# question about renters insurance + big tanks



## Mferko (Jun 8, 2010)

gonna get a 125 gallon tank soon and as part of the deal my wife said we gotta get renters insurance, anyone know a good company to go with?
i remember bonsai dave mentioning some companies make you have an acrylic tank if its over 90 gallon or something like that.

please share your experiences


----------



## Mferko (Jun 8, 2010)

to the top


----------



## dZilla (Dec 30, 2010)

I would call around, and I would have to say that many might not have anything on 'aquarium specific' insurance. What you should be asking about is water damage that is not in relation to bursting pipes or something along those lines.
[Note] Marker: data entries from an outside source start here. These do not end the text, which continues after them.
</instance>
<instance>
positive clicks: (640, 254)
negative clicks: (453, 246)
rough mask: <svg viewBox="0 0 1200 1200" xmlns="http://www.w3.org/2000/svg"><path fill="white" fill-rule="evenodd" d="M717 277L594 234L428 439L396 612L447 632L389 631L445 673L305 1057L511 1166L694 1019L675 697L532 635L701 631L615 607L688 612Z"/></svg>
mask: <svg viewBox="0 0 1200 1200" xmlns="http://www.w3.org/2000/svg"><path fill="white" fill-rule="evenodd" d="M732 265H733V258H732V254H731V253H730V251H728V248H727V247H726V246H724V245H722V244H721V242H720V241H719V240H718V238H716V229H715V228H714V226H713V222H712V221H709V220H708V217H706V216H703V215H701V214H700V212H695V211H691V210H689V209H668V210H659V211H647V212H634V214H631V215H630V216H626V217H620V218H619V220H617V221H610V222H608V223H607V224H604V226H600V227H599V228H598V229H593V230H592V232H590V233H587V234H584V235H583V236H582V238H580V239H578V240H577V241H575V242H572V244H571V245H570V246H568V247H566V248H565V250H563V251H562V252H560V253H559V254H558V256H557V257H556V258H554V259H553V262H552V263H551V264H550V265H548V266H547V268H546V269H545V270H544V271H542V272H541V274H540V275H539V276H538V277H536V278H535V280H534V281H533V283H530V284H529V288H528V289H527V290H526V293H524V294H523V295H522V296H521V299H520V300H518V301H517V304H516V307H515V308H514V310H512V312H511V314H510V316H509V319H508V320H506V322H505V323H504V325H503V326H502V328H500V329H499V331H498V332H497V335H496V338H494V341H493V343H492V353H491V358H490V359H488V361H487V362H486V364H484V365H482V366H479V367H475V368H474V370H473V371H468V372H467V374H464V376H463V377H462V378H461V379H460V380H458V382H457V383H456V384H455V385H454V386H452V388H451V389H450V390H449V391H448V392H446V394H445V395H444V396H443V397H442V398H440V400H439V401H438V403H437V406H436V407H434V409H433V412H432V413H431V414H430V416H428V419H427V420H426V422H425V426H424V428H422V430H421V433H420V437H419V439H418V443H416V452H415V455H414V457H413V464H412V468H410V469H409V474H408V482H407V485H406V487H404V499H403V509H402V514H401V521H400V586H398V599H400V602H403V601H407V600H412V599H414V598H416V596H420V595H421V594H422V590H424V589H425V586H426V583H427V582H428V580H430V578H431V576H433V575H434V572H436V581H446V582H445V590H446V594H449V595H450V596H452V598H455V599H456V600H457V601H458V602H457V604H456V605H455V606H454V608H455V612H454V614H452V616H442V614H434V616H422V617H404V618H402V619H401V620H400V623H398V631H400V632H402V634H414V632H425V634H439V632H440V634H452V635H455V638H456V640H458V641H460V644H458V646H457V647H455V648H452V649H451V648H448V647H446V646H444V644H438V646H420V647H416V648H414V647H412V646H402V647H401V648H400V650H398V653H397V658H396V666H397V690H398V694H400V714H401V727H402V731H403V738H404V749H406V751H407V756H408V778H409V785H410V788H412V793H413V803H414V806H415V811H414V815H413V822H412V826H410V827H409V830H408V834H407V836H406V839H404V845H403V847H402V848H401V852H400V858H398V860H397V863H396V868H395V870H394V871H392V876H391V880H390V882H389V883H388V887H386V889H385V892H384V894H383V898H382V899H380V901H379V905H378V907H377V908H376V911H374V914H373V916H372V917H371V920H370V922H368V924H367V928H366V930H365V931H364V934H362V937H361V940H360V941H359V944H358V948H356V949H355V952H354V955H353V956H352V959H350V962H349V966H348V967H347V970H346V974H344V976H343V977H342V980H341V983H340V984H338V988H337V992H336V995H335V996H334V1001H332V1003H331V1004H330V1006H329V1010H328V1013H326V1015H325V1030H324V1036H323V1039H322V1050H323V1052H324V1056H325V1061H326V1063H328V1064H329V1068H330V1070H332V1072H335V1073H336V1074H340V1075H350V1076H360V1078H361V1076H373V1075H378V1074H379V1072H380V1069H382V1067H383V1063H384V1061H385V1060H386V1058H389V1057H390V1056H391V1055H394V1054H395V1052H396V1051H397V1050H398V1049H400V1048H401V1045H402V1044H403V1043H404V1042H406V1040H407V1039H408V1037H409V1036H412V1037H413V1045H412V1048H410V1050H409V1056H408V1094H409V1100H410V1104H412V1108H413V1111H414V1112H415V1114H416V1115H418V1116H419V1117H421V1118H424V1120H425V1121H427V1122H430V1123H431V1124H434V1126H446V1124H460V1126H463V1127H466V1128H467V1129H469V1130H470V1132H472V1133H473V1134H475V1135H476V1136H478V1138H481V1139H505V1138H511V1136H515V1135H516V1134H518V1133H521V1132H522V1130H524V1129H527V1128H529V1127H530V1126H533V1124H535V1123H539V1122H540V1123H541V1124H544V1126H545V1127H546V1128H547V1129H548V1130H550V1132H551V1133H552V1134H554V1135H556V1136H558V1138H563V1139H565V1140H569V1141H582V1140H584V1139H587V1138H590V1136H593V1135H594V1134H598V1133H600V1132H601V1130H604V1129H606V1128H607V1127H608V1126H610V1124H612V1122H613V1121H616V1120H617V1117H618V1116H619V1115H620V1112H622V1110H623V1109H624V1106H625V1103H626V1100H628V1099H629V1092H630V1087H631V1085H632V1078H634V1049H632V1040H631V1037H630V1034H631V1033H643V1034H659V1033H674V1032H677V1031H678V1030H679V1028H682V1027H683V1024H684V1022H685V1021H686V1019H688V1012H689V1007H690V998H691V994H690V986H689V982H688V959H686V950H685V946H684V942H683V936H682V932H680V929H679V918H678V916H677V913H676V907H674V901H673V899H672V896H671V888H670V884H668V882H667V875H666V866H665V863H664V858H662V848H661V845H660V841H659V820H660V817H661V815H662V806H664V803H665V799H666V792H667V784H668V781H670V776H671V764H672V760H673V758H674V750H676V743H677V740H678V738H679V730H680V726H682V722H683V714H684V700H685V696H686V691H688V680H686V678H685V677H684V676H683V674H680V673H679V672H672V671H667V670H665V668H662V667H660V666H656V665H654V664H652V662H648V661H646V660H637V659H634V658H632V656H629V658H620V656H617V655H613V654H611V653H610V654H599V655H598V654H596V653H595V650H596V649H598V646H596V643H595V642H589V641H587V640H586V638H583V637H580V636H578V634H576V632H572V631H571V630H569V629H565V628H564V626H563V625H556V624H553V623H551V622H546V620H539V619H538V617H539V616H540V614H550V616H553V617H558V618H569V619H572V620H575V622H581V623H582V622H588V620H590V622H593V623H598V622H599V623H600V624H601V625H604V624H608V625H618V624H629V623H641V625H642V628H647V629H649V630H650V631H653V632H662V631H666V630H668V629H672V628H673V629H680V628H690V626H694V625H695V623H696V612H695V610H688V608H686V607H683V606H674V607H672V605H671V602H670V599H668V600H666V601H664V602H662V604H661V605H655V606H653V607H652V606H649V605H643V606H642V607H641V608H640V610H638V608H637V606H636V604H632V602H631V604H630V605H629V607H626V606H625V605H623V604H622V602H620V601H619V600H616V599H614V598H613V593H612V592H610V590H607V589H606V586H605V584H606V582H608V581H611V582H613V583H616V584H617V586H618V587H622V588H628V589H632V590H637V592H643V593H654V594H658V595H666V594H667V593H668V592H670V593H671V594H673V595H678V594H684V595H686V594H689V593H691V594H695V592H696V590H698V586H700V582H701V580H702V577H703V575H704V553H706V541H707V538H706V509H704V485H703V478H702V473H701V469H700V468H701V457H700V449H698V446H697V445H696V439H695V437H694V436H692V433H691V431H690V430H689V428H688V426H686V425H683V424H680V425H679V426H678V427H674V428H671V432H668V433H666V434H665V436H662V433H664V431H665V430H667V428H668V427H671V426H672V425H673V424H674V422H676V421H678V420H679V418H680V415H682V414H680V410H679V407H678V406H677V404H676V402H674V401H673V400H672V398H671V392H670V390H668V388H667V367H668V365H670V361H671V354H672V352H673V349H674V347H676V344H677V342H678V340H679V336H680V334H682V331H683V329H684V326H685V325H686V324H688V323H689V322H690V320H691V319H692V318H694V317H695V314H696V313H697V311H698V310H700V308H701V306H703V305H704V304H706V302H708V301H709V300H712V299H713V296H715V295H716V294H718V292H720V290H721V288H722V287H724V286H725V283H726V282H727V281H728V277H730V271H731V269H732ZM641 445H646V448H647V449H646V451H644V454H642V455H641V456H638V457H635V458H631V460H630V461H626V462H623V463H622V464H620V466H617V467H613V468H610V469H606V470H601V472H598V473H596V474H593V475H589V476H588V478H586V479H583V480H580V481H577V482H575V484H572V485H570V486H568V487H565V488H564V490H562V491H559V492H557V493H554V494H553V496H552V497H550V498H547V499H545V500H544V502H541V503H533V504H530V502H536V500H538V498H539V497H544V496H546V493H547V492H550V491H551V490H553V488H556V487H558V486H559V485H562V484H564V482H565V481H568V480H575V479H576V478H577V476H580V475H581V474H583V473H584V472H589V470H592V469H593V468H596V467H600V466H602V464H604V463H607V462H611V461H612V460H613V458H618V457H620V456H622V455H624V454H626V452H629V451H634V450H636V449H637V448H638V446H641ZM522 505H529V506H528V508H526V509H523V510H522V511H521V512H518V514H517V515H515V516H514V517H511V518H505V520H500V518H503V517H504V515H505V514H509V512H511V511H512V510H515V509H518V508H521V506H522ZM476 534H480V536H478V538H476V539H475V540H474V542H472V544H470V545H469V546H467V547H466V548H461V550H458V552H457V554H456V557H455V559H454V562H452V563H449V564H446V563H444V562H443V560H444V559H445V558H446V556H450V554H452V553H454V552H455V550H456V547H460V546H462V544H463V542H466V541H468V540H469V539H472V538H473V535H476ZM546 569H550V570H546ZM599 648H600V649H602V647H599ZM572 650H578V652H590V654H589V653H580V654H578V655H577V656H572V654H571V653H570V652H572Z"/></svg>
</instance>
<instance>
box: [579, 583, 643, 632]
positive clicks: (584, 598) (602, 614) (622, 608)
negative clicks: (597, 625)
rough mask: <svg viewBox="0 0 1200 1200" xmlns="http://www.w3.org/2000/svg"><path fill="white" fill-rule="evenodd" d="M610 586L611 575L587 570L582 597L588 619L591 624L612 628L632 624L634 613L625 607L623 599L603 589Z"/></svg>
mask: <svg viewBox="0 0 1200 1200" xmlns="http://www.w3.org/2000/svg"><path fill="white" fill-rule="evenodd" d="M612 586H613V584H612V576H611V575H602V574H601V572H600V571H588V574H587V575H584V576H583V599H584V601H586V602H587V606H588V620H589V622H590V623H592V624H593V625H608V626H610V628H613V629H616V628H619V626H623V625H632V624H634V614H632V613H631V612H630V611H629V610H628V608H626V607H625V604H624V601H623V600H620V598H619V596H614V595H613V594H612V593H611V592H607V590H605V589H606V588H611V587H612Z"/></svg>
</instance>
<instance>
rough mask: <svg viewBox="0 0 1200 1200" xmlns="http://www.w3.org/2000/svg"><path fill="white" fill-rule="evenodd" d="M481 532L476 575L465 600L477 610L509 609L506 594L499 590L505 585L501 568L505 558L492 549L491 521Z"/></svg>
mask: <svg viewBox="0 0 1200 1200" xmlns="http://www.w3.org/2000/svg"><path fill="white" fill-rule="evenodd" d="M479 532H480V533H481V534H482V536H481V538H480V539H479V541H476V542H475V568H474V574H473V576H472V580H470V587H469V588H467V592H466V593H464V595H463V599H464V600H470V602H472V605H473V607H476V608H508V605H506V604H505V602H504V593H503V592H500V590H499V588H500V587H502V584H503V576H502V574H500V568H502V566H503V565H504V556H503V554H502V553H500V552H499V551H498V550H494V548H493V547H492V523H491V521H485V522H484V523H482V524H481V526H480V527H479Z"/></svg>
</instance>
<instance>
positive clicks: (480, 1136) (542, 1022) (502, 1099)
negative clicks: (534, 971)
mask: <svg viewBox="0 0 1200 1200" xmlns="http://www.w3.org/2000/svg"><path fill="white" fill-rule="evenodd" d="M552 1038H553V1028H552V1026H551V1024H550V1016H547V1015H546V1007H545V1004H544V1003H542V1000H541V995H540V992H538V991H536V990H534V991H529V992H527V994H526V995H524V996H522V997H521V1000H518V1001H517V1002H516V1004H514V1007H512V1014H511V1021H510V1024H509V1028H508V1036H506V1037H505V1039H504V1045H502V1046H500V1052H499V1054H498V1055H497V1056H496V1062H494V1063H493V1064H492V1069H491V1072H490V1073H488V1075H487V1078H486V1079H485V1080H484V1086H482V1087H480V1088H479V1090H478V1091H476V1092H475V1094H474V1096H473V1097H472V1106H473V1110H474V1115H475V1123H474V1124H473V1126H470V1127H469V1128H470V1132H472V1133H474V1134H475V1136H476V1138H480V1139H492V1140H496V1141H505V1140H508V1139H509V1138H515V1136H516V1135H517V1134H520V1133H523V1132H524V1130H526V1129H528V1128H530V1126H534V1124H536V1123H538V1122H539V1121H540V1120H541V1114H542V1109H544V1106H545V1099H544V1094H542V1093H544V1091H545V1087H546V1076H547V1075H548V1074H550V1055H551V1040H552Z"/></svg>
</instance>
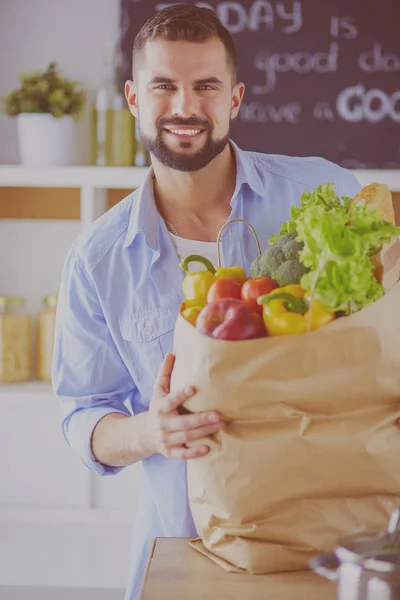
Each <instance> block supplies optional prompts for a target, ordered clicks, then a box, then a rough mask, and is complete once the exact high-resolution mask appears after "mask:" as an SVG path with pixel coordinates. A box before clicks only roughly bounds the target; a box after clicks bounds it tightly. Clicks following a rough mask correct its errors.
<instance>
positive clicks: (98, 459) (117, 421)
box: [91, 412, 154, 467]
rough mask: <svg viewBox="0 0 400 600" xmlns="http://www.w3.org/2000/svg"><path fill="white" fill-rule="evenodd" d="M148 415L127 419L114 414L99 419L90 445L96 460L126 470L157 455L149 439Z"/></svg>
mask: <svg viewBox="0 0 400 600" xmlns="http://www.w3.org/2000/svg"><path fill="white" fill-rule="evenodd" d="M147 414H148V413H147V412H145V413H141V414H139V415H135V416H133V417H128V416H125V415H122V414H120V413H111V414H109V415H106V416H105V417H103V418H102V419H100V421H99V422H98V423H97V425H96V427H95V429H94V431H93V435H92V442H91V445H92V452H93V454H94V456H95V458H96V460H97V461H98V462H100V463H102V464H104V465H108V466H111V467H124V466H126V465H132V464H134V463H136V462H139V461H141V460H143V459H144V458H147V457H148V456H151V455H152V454H154V451H153V450H152V449H151V448H150V445H149V442H148V440H147V435H146V427H145V425H146V419H147Z"/></svg>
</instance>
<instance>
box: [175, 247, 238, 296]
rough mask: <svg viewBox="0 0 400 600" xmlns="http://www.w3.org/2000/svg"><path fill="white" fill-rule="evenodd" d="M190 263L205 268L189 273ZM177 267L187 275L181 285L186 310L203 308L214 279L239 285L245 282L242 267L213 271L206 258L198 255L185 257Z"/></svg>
mask: <svg viewBox="0 0 400 600" xmlns="http://www.w3.org/2000/svg"><path fill="white" fill-rule="evenodd" d="M191 262H199V263H201V264H202V265H204V266H205V270H204V271H195V272H191V273H189V272H188V271H189V264H190V263H191ZM179 266H180V268H181V269H183V270H184V271H185V273H187V275H186V277H185V279H184V280H183V283H182V289H183V295H184V297H185V305H186V308H191V307H194V306H198V307H203V306H205V305H206V304H207V293H208V290H209V289H210V287H211V286H212V284H213V283H214V281H215V280H216V279H234V280H235V281H237V282H238V283H240V284H242V283H244V282H245V281H246V280H247V275H246V272H245V270H244V269H242V267H237V266H236V267H220V268H218V269H215V267H214V265H213V264H212V262H211V261H209V260H208V258H205V257H204V256H200V255H199V254H191V255H190V256H187V257H186V258H185V259H184V260H182V262H181V263H180V265H179Z"/></svg>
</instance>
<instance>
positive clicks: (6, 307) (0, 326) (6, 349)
mask: <svg viewBox="0 0 400 600" xmlns="http://www.w3.org/2000/svg"><path fill="white" fill-rule="evenodd" d="M24 305H25V298H22V297H13V296H0V382H1V383H11V382H16V381H27V380H28V379H29V378H30V376H31V371H32V320H31V317H30V315H28V314H26V313H25V312H24Z"/></svg>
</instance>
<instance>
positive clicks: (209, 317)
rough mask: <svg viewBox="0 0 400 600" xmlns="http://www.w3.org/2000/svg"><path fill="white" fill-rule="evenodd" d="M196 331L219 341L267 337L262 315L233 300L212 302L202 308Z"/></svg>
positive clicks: (251, 338) (197, 324)
mask: <svg viewBox="0 0 400 600" xmlns="http://www.w3.org/2000/svg"><path fill="white" fill-rule="evenodd" d="M196 329H197V330H198V331H200V333H203V334H204V335H208V336H209V337H212V338H215V339H217V340H249V339H252V338H260V337H265V335H266V331H265V326H264V323H263V320H262V318H261V317H260V315H259V314H257V313H256V312H255V311H254V310H252V309H251V308H249V307H248V306H246V304H244V302H242V301H241V300H235V299H233V298H226V299H224V300H218V301H217V302H211V303H210V304H207V305H206V306H205V307H204V308H202V309H201V311H200V314H199V316H198V317H197V321H196Z"/></svg>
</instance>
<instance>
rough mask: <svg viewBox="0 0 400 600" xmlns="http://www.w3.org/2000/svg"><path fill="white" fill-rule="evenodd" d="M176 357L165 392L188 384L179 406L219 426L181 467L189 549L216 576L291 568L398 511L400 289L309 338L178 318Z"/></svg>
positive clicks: (388, 518)
mask: <svg viewBox="0 0 400 600" xmlns="http://www.w3.org/2000/svg"><path fill="white" fill-rule="evenodd" d="M174 351H175V354H176V362H175V368H174V373H173V379H172V388H173V389H177V388H180V387H181V386H185V385H187V384H190V385H194V386H196V388H197V394H196V395H195V396H194V397H193V398H191V399H190V401H189V402H188V403H187V404H186V405H185V406H186V408H187V409H189V410H191V411H194V412H199V411H203V410H209V409H213V410H214V409H215V410H218V411H219V412H220V413H221V415H222V416H223V418H224V420H225V421H226V423H227V426H226V429H225V430H224V431H223V432H221V433H219V434H217V435H215V436H214V437H213V439H207V443H209V445H210V446H211V451H210V453H209V454H208V455H206V456H204V457H202V458H199V459H194V460H191V461H189V462H188V465H187V468H188V488H189V497H190V505H191V509H192V513H193V517H194V521H195V524H196V527H197V531H198V533H199V536H200V538H201V540H199V541H197V542H194V546H195V547H199V546H200V549H201V550H202V551H203V552H204V553H205V554H207V555H208V556H210V557H211V558H212V559H213V560H215V562H217V563H218V564H220V565H221V566H222V567H224V568H225V569H227V570H233V571H247V572H250V573H270V572H276V571H290V570H299V569H303V568H307V566H308V562H309V560H310V559H311V558H312V557H313V556H314V555H316V554H317V553H319V552H326V551H331V550H332V549H333V548H334V547H335V545H336V542H337V540H338V538H339V537H340V536H342V535H343V534H346V533H348V532H349V531H351V530H353V529H355V528H360V527H367V528H369V529H372V530H381V529H383V528H384V527H386V525H387V522H388V520H389V516H390V513H391V512H392V510H394V508H395V507H396V506H397V505H398V504H399V503H400V431H399V429H398V427H397V426H396V425H395V421H396V419H397V418H398V417H400V283H398V284H397V285H396V286H395V287H394V288H393V289H392V290H391V291H390V292H389V293H388V294H387V295H385V296H384V297H382V298H381V299H380V300H378V301H377V302H375V303H374V304H372V305H370V306H369V307H367V308H365V309H364V310H362V311H360V312H358V313H356V314H354V315H351V316H349V317H343V318H341V319H337V320H336V321H334V322H333V323H331V324H330V325H328V326H326V327H324V328H322V329H319V330H318V331H314V332H311V333H309V334H302V335H293V336H287V337H282V338H265V339H257V340H246V341H234V342H228V341H221V340H214V339H211V338H208V337H206V336H203V335H201V334H200V333H199V332H198V331H197V330H196V329H195V328H194V327H192V326H191V325H190V324H189V323H187V322H186V321H185V320H184V319H183V318H182V317H179V318H178V321H177V324H176V330H175V350H174ZM203 443H204V441H203Z"/></svg>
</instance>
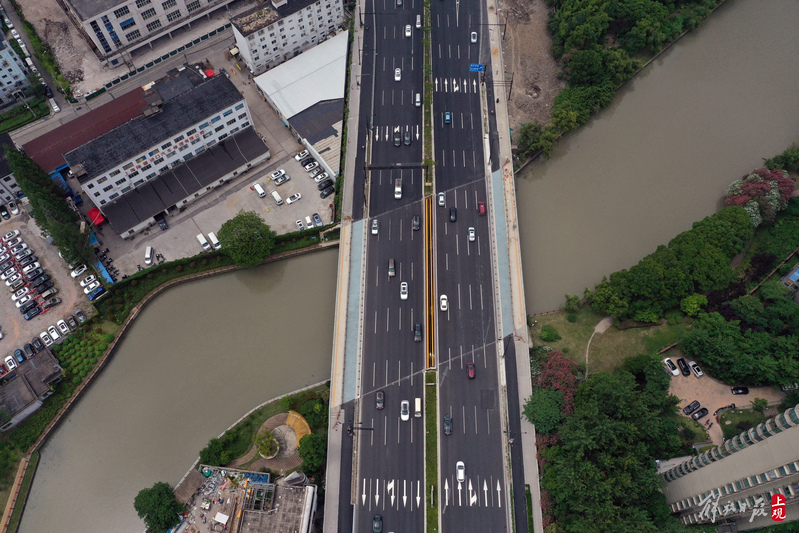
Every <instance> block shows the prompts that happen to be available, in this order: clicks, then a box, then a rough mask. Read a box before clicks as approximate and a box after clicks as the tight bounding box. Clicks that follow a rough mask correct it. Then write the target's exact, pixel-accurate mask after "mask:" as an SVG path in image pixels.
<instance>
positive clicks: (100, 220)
mask: <svg viewBox="0 0 799 533" xmlns="http://www.w3.org/2000/svg"><path fill="white" fill-rule="evenodd" d="M89 220H90V221H91V223H92V224H94V225H95V226H99V225H100V224H102V223H103V222H105V217H104V216H103V214H102V213H101V212H100V210H99V209H97V208H96V207H92V208H91V209H89Z"/></svg>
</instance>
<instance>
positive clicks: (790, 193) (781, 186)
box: [724, 168, 794, 227]
mask: <svg viewBox="0 0 799 533" xmlns="http://www.w3.org/2000/svg"><path fill="white" fill-rule="evenodd" d="M793 190H794V182H793V180H792V179H791V178H789V177H788V173H787V172H786V171H784V170H782V169H779V168H776V169H773V170H769V169H768V168H758V169H756V170H753V171H752V172H751V173H750V174H749V175H748V176H744V177H743V178H741V179H739V180H735V181H733V182H732V183H730V186H729V187H727V192H726V193H725V194H724V203H726V204H727V205H736V206H739V207H743V208H744V210H745V211H746V213H747V214H748V215H749V218H751V219H752V225H753V226H755V227H757V226H759V225H760V224H761V223H762V222H773V221H774V217H775V216H776V215H777V212H778V211H780V210H782V209H784V208H785V206H786V205H787V203H788V200H789V199H790V198H791V194H792V193H793Z"/></svg>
For example if you had a water bed.... Insurance companies might be able to relate to those terms better,


----------



## gklaw (May 31, 2010)

Hey Mike:

There was a thread on it a few months ago with people quoting the various carriers.


----------



## Mferko (Jun 8, 2010)

i got a quote from westland insurance today they asked if i had pets i said fish and she didnt inquire any further but when i go back tomorow to finalize it i'll ask her about the water damage thing like dzilla mentioned
i read through the quote and theres no fine print about aquariums 
it said theres a 2500 dollar limit on "Animals, Birds, Fish & Reptiles (limited perils)" i wanna ask her what that means


----------